Using -mno-cygwin causes different program behavior

Phil Betts Phil.Betts@ascribe.com
Thu Dec 4 02:17:00 GMT 2008


Eric Blake wrote on Thursday, December 04, 2008 1:42 AM::

> According to C-Programmer on 12/3/2008 6:29 PM:
>> But if I compile using the following command line argument:
>> $ gcc -mno-cygwin -o ioProg1 ioProg1.c
> 
> Then you are no longer using cygwin, and this is almost more of a
> question for the mingw list.
> 
>> I find that the DLL being used is msvcrt.dll and the program behaves
>> as if the gets( name ); line had come before the printf("What is
>> your name?"); line. Very strange! 
>> 
>> Any ideas on why this is happening?
> 
> Yes.  It's called buffering.  Native Windows apps have no idea that
> cygwin emulates pty's with pipes, and blindly assume that all pipes
> are non-interactive.  For performance reasons, when talking to a
> non-interactive client, all stdio libraries perform block buffering
> instead of line buffering when stdout is determined to be
>  non-interactive.
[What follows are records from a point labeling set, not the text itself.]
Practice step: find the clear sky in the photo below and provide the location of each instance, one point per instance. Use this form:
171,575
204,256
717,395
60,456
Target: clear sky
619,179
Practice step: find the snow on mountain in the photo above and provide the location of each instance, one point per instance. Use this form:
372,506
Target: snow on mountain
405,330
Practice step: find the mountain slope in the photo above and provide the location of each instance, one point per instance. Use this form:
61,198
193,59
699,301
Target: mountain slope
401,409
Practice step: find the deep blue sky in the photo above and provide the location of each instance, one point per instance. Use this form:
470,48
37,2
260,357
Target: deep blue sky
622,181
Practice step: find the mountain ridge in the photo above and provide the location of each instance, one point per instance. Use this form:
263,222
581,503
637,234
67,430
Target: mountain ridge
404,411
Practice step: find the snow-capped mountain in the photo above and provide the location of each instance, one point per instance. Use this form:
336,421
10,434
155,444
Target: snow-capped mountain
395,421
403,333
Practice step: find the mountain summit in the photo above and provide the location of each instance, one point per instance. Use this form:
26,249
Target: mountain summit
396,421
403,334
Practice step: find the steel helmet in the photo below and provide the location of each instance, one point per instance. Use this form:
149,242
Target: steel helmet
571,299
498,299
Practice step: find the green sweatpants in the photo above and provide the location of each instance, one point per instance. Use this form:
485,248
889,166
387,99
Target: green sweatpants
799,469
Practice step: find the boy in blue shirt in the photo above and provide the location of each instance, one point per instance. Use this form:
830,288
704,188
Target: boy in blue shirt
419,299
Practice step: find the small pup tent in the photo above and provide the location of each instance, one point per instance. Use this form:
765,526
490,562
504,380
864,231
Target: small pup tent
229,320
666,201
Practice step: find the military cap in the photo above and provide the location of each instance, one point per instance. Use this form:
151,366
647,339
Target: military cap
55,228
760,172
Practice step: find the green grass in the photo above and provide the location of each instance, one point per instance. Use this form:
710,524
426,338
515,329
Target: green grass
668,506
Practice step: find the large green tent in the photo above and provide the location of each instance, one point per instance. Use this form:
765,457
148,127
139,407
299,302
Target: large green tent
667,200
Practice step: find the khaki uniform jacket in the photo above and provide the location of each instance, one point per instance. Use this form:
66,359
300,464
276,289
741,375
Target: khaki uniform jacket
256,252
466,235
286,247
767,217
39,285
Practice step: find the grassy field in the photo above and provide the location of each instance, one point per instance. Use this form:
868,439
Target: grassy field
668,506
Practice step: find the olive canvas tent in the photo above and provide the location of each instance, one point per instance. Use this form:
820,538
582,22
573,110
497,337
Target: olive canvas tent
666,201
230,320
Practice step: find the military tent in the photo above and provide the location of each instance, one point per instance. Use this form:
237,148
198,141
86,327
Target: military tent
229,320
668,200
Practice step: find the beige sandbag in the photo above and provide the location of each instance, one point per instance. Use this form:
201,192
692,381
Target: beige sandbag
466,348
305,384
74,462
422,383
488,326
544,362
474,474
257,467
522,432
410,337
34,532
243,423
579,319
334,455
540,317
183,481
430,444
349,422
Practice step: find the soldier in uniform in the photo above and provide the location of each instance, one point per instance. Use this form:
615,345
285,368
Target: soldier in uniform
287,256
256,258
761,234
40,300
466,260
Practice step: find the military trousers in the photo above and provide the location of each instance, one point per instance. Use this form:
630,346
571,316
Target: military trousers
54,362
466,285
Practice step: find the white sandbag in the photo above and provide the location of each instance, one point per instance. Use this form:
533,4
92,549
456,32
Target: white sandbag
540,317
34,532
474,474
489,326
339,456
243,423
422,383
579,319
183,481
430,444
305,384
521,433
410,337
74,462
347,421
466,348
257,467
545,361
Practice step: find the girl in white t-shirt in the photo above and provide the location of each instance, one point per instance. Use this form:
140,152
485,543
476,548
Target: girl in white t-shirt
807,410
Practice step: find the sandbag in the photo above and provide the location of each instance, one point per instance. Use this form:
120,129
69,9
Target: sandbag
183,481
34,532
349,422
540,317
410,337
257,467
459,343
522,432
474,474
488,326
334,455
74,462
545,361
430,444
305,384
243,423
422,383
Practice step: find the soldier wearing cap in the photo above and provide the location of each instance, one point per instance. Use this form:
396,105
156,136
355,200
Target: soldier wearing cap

So, because you are running a native windows app in
> a cygwin console, your app doesn't realize that you wanted line
> buffering, and so you don't see output until 4k or end of process,
> even though the printf completed before the gets.

You beat me to it.  I would only add that it is a mistake to rely on
the default buffering mode of stdio, particularly for interactive
programs.  If you require a specific mode, you should always set it 
using one of the functions setbuf, setbuffer, setlinebuf, or setvbuf.

In this case, you should call setlinebuf(stdout) to ensure that the
newline flushes the output.

If instead, you wanted the input to appear on the same line as the
prompt, you would need to call setbuf(stdout, 0) to force unbuffered
output.

Alternatively, you can just call fflush(stdout) before calling gets().